Dr. Kolb and his team will create a large animal model of newborn infants with SMA. They will use this model to understand the changes seen in motor neurons in infants with SMA. They will create this model by delivering a virus in utero to fetal piglets that will knockdown the expression of SMN. Once these piglets are born, they will study the motor neurons and determine if the findings are the same as in infants with SMA.

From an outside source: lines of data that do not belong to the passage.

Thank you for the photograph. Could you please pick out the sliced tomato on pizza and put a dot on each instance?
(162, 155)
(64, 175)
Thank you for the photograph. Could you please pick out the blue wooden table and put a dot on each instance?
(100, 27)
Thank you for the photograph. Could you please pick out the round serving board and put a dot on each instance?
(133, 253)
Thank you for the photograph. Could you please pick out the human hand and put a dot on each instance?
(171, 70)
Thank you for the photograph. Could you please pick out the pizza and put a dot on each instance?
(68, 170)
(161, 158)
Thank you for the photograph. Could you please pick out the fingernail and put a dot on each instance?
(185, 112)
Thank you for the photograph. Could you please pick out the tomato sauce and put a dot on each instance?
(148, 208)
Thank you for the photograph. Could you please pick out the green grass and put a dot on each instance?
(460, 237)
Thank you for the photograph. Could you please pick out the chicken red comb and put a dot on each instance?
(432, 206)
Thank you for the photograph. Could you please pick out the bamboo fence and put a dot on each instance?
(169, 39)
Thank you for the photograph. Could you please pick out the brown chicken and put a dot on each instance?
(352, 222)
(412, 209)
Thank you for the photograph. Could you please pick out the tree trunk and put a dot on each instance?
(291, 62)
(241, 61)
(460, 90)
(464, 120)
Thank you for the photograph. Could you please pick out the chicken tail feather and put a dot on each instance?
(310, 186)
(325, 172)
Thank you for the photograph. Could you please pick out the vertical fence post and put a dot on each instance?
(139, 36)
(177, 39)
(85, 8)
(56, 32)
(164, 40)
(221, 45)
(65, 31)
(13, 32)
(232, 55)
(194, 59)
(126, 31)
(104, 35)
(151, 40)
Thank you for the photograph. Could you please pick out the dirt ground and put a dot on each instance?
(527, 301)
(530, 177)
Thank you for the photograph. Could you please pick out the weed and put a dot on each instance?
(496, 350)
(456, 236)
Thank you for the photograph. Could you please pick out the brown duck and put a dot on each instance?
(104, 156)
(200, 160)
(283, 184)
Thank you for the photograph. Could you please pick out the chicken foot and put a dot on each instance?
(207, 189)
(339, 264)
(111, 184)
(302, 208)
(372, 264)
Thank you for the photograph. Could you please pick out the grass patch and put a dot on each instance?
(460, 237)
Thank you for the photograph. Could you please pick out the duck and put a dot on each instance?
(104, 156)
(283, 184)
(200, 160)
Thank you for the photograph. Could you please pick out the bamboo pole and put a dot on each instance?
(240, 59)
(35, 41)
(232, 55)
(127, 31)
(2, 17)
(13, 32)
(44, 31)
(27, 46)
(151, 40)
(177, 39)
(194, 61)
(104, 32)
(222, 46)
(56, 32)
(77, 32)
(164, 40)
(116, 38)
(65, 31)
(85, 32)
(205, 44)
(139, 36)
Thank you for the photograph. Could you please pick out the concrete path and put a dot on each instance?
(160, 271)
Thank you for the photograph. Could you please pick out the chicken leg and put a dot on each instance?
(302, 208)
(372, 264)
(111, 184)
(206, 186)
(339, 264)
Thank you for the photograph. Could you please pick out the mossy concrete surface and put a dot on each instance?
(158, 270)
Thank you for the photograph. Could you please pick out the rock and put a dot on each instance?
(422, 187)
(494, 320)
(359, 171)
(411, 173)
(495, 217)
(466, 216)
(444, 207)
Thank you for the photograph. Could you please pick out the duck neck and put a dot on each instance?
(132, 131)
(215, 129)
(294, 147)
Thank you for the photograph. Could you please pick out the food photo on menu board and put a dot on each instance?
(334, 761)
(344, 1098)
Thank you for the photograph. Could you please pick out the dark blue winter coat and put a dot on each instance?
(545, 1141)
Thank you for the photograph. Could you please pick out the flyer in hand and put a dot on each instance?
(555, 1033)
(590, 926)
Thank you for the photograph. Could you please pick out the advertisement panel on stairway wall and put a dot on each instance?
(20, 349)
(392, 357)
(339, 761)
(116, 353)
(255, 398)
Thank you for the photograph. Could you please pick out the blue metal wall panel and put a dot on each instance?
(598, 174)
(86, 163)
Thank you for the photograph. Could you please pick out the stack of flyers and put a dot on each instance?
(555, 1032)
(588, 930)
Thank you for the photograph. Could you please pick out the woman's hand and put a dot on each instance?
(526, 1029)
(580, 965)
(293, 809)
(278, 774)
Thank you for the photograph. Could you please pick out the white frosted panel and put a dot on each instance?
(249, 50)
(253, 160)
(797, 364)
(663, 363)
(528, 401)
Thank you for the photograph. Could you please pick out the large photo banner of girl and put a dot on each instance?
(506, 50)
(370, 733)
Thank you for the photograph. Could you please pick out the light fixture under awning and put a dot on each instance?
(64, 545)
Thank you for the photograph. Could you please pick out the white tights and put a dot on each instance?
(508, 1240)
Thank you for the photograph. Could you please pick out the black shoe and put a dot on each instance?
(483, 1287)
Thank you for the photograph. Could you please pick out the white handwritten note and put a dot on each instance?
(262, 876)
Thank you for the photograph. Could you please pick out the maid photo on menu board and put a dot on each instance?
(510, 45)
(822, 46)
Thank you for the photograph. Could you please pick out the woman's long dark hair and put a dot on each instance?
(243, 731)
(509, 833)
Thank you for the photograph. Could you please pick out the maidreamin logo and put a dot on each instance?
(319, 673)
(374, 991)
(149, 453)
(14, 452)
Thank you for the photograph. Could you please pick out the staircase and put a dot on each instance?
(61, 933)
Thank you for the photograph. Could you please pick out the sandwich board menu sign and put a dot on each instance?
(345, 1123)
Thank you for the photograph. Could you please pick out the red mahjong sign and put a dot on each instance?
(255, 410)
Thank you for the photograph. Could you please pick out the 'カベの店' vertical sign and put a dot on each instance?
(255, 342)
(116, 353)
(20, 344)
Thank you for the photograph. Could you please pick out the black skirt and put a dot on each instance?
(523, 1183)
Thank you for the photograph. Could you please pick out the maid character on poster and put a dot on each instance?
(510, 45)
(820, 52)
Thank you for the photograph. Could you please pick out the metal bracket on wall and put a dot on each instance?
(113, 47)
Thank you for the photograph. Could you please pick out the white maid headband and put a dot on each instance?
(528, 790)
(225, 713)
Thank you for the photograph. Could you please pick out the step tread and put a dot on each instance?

The proposed study will provide insights into our understanding of the timing of motor neuron degeneration in SMA. It will address the urgent question when SMN-increasing therapies, like Spinraza, should be given to infants with SMA in order to provide the greatest possible benefit.
Meet Dr. Kolb:
Who are you?
I am a physician-scientist, father of two young girls, and have been a nerd about the brain and how it works since high school. I am trained as an adult Neurologist and specialize in Neuromuscular Diseases with a focus on diseases that affect the motor neuron, including amyotrophic lateral sclerosis, SMA and hereditary neuropathies. On the research side, I work with an amazing team of researchers Ohio State to understand how motor neurons develop, are maintained, respond to injury and why specific gene mutations results in degeneration.
How did you first become involved with SMA research?
After completing my residency in Neurology, I had the great fortune of being a postdoctoral fellow in the laboratory of Dr. Gideon Dreyfuss who discovered the central biological function of the SMN protein. It was in his laboratory that I gained a full appreciation of the notion that motor neurons are be selectively vulnerable to errors in how DNA is converted into RNA and proteins.
What is your current role in SMA research?
I have been lucky to play roles clinically and in the lab. My laboratory works with collaborators at OSU to identify and characterize biomarkers in animal models that can be used to understand why and how SMA occurs and to help accelerate the pace of clinical trials in SMA. Most recently, I played a clinical role and led the NeuroNEXT SMA Infant Biomarker Study that has accelerated SMA drug development and has led to important insights about the disease.
What do you hope to learn from this research project?
We will create a large animal pig model of newborn infants with SMA. We will use this model to understand the pathological findings that are seen in motor neurons in infants with SMA. Once these piglets are born, we will study the motor neurons and determine if the pathological findings are the same as in infants with SMA.
What is the significance of your study?
This project will address the urgent question of timing to optimize delivery of SMN increasing therapies in infants with SMA, and allow us to predict the long-term success of these therapies by modeling the consequences of low SMN during fetal development.
Basic Research Funding
This grant to Dr. Kolb is part of $1.03 million in new basic research funding that we’re currently announcing.
Basic research is the first step in our comprehensive research model. We fund basic research to investigate the biology and cause of SMA, in order to identify the most effective strategies for drug discovery. We also use this funding to develop tools that facilitate SMA research.